Соленый капрал из третьего взвода засувениривает нам пару банок теплого пива. В мою банку попала земля, но мне насрать, у меня самого земля на зубах скрипит. Меня сейчас одно лишь волнует — восходящее солнце глаза режет. Так хочется заползти в свой «конекс» и проспать там тысячу лет.
Папа Д. А. помогает мне встать на ноги. Но прежде чем забраться обратно на периметр, мы с Папой Д. А. поднимаем тост за вьетконговского хряка, лежащего мертвым на палубе у наших ног, за вражеского субчика с такой высокой мотивацией, что он нокаутировал меня, жирного американского засранца, даже после того, как я его и продырявил, и грохнул, и похерил, и убил так много, много раз.
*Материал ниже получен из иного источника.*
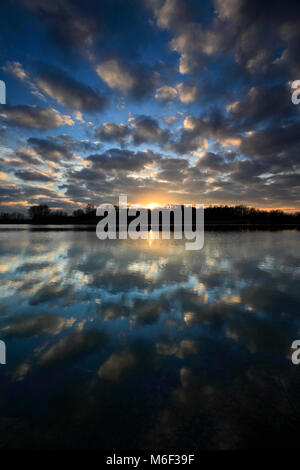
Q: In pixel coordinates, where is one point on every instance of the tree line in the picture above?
(239, 214)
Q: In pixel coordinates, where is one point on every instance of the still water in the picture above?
(142, 344)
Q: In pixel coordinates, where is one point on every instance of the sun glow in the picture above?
(152, 205)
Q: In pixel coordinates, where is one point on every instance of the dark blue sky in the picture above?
(163, 100)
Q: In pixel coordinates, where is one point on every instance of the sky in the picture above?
(166, 101)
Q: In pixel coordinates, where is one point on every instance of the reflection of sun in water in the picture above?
(150, 237)
(152, 205)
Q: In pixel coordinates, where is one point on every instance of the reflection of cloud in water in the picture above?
(166, 348)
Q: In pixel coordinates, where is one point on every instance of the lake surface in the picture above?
(142, 344)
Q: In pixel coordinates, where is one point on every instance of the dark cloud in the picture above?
(111, 132)
(147, 129)
(69, 92)
(34, 117)
(49, 149)
(33, 176)
(136, 80)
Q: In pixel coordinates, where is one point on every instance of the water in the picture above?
(141, 344)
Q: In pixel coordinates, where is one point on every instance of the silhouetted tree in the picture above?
(90, 210)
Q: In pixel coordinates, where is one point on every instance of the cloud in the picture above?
(72, 348)
(34, 117)
(134, 80)
(185, 93)
(147, 129)
(166, 93)
(69, 92)
(68, 24)
(49, 149)
(110, 132)
(32, 325)
(16, 69)
(33, 176)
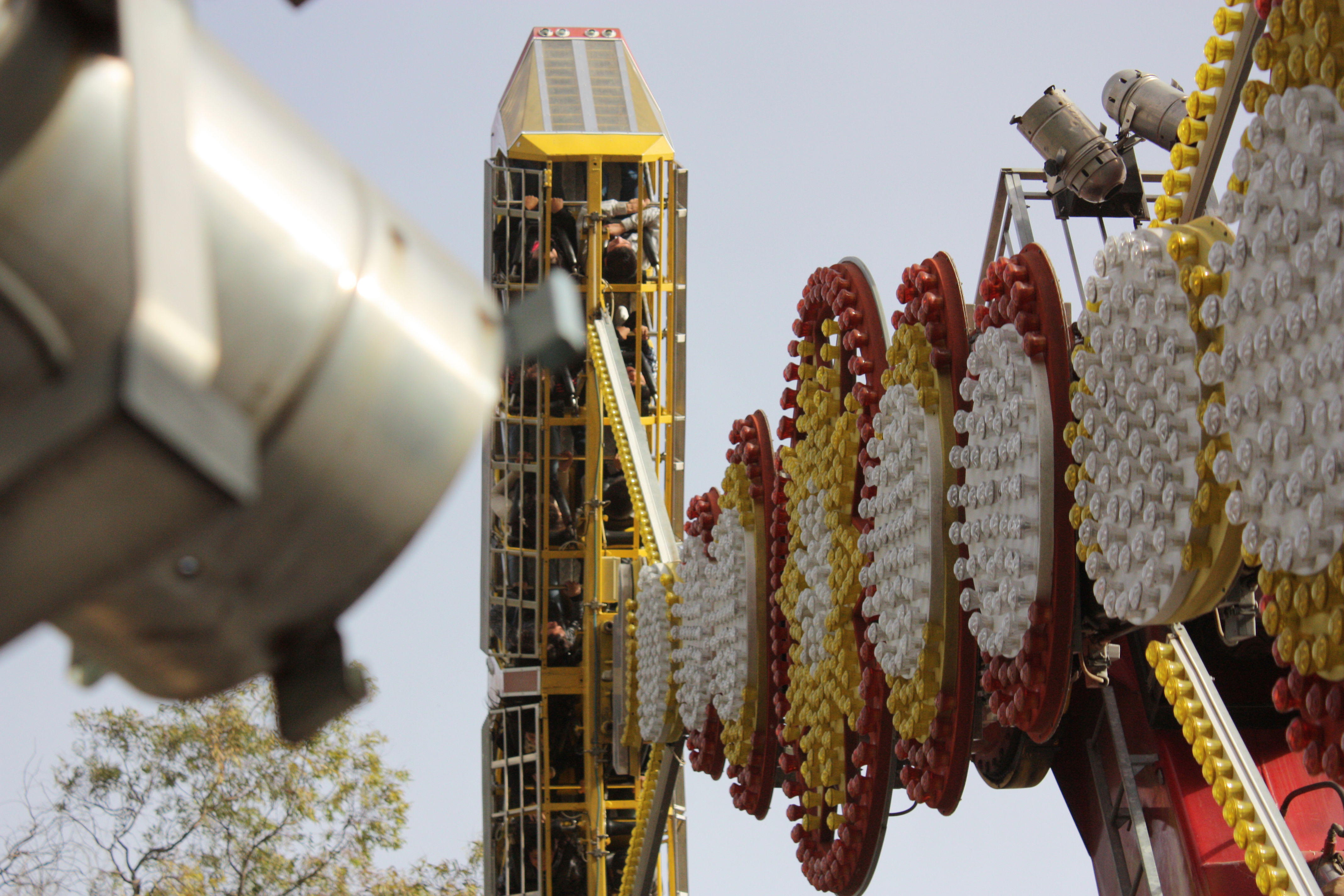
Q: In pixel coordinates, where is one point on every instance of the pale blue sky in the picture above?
(812, 132)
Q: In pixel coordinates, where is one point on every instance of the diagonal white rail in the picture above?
(641, 476)
(1291, 859)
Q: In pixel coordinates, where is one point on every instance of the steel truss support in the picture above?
(1127, 809)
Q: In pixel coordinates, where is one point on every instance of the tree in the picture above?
(204, 798)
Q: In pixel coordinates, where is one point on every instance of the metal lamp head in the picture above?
(1077, 155)
(1145, 105)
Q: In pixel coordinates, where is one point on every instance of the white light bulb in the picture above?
(1140, 516)
(1287, 382)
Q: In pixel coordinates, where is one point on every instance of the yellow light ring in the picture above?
(1210, 78)
(824, 676)
(641, 819)
(1303, 45)
(1229, 792)
(1306, 617)
(1150, 510)
(835, 735)
(698, 636)
(913, 700)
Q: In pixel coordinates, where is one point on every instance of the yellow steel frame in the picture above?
(662, 293)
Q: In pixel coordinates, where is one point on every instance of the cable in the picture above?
(1307, 789)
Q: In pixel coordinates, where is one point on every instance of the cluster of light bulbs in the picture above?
(1283, 320)
(812, 559)
(1002, 496)
(905, 439)
(1140, 428)
(654, 659)
(713, 655)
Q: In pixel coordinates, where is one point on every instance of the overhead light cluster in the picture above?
(837, 735)
(1150, 387)
(652, 651)
(713, 655)
(904, 442)
(1283, 354)
(1002, 495)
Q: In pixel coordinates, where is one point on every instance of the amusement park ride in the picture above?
(986, 535)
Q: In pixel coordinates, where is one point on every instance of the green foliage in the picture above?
(204, 798)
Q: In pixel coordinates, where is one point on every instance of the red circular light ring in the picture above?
(936, 770)
(1031, 691)
(752, 448)
(703, 746)
(841, 862)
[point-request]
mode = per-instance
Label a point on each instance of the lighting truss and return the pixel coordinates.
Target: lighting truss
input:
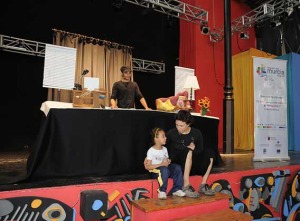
(148, 66)
(22, 46)
(258, 15)
(34, 48)
(174, 8)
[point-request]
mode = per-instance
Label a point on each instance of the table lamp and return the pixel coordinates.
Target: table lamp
(191, 83)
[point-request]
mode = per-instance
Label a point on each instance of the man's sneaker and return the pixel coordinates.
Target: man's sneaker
(179, 193)
(190, 192)
(206, 190)
(162, 196)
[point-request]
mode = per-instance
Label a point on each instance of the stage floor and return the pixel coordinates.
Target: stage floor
(13, 170)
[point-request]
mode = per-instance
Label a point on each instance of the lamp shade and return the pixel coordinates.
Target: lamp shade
(191, 82)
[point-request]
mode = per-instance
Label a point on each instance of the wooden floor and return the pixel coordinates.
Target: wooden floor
(13, 170)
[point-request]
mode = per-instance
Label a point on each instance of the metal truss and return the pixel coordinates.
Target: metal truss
(175, 8)
(148, 66)
(34, 48)
(266, 11)
(22, 46)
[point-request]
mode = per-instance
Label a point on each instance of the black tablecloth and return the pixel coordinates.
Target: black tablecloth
(102, 142)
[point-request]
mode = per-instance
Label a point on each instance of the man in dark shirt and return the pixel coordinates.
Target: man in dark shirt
(125, 91)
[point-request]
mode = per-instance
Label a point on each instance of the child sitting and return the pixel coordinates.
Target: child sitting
(160, 167)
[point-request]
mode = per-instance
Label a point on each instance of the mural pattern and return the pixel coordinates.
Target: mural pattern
(268, 196)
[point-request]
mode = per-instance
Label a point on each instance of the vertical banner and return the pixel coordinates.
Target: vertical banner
(270, 109)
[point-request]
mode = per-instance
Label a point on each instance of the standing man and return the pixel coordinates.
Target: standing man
(125, 91)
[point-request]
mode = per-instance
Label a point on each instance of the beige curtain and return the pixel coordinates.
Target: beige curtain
(102, 58)
(242, 81)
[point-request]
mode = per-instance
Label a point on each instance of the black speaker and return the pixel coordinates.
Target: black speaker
(93, 205)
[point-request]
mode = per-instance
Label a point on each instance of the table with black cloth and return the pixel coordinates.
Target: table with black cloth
(102, 142)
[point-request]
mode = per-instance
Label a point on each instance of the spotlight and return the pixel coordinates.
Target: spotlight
(288, 11)
(117, 3)
(275, 23)
(204, 28)
(244, 35)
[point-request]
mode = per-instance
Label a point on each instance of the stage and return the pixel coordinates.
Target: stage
(261, 189)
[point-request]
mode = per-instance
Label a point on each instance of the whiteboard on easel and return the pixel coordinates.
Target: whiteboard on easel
(181, 74)
(59, 67)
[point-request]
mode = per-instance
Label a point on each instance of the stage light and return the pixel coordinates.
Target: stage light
(288, 11)
(204, 28)
(117, 3)
(276, 22)
(244, 35)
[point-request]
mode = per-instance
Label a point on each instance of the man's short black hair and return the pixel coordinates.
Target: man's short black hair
(125, 69)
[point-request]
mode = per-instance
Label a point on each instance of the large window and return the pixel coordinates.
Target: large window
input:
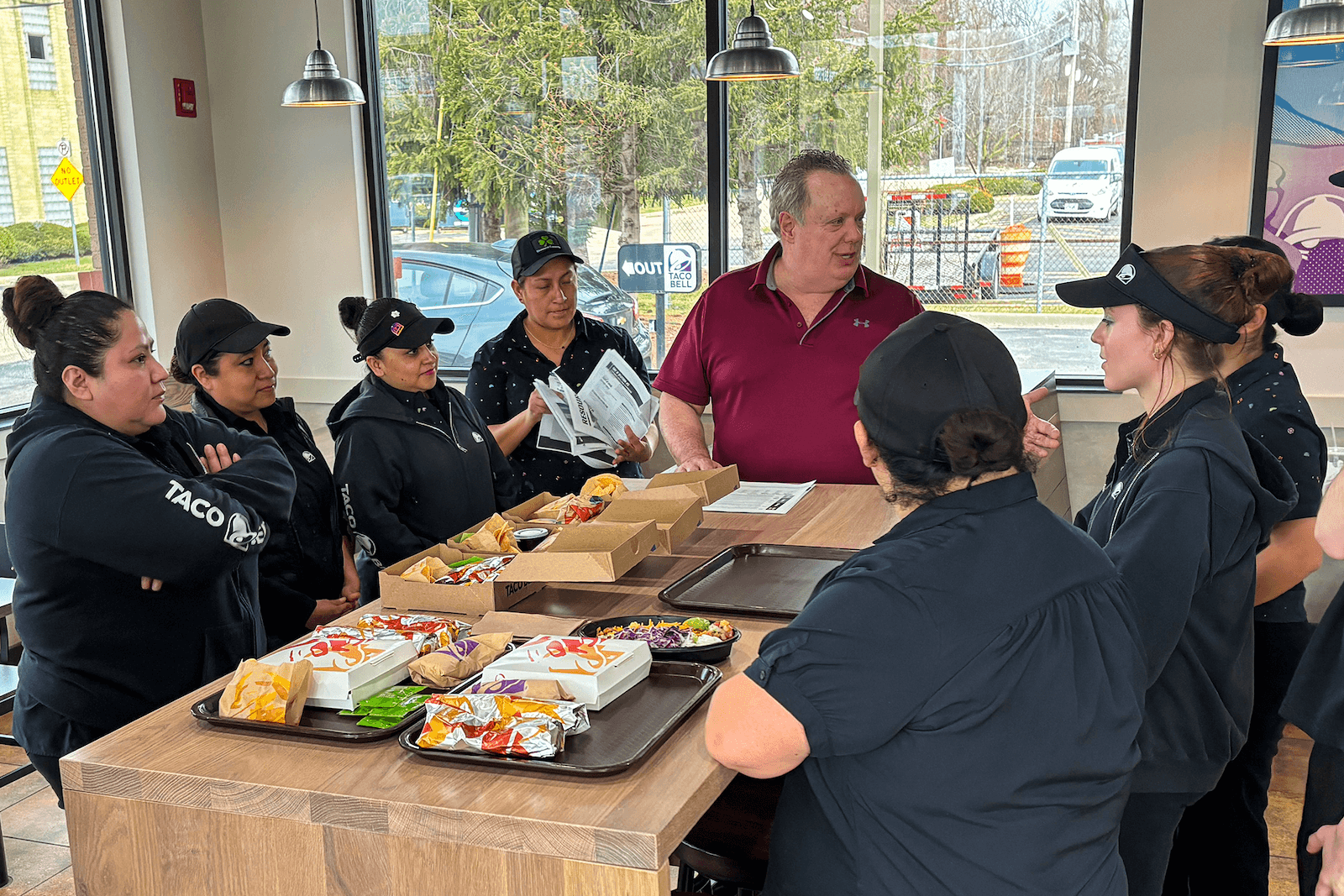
(585, 117)
(994, 132)
(1000, 147)
(50, 125)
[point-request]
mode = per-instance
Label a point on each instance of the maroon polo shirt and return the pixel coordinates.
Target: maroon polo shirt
(783, 391)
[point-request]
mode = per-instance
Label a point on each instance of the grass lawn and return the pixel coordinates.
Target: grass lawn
(50, 266)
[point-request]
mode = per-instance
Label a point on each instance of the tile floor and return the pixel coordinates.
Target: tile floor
(38, 849)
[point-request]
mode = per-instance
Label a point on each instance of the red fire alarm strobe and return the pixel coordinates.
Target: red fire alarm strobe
(185, 93)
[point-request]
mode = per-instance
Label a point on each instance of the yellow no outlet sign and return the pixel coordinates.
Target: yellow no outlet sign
(67, 179)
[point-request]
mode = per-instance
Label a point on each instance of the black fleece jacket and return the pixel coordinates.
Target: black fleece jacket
(1183, 523)
(89, 512)
(302, 562)
(409, 484)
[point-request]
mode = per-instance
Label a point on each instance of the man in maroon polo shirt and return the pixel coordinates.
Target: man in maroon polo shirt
(777, 344)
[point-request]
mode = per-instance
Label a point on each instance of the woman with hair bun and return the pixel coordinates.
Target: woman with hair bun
(1187, 504)
(307, 570)
(416, 464)
(954, 710)
(1222, 846)
(134, 530)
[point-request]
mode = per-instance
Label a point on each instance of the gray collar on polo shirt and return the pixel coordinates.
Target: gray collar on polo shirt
(770, 285)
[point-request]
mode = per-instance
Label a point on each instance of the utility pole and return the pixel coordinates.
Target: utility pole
(1072, 50)
(875, 217)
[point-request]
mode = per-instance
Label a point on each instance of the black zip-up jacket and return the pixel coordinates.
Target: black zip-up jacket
(89, 512)
(407, 484)
(302, 562)
(1183, 523)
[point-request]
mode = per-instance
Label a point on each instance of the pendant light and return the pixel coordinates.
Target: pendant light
(753, 55)
(1314, 22)
(322, 83)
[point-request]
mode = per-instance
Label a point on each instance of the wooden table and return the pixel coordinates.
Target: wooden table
(170, 805)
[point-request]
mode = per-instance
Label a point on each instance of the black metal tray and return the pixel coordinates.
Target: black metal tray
(318, 721)
(622, 732)
(703, 653)
(756, 580)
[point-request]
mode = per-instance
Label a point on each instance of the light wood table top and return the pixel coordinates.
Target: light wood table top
(148, 781)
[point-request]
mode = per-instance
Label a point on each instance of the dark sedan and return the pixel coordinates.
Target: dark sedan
(470, 282)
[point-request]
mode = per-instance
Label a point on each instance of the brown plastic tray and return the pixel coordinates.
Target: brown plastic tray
(756, 580)
(622, 732)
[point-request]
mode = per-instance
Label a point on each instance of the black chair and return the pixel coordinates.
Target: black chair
(729, 849)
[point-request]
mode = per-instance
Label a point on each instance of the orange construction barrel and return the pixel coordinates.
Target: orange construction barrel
(1014, 248)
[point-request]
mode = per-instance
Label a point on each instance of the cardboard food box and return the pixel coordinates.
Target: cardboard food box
(595, 551)
(596, 671)
(676, 510)
(347, 671)
(711, 484)
(476, 598)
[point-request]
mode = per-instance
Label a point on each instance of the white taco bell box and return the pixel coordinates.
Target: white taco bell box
(596, 671)
(347, 671)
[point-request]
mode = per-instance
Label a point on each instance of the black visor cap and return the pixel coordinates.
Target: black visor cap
(1132, 281)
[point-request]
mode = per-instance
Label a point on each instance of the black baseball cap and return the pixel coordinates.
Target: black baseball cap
(396, 324)
(533, 250)
(1132, 281)
(219, 325)
(932, 367)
Я говорю: «Этих людей не победить, Д. А. Мы можем их убивать — время от времени, — но победить не сможем никогда».
Папа Д. А. сминает пустую пивную банку в руке и швыряет ее в сторону. Глядит на меня и говорит: «Именно так».
Где-то в стороне санитар произносит: «Этот — живой еще. Остановите кровотечение и удалите с раны грязь».
* * *Сражение — позади, я раздеваюсь догола и скрючиваюсь в «конексе», и меня мучают кошмарные сны про вьетконговцев.
Всех вьетконговцев сгоняют в кучу под угрозой расстрела, им промывают мозги, накачивают до отказа героином, потом увозят в кремлевские подвалы, где злодейские ученые-коммунисты вживляют им в затылки крохотные контрольные датчики.
Вьетконговские землепашцы — как земля сама, и тела их тоже из земли. Вьетконговцы владеют волшебной силой, которая позволяет им впитываться в землю и пропадать из вида.
Словно желтые акулы, вьетконговцы плавно скользят сквозь океан из коричневой азиатской земли. С холодными глазами, лишенными век, с глазами хищников, вьетконговцы бесшумно проплывают прямо у нас под ногами, готовясь нанести удар.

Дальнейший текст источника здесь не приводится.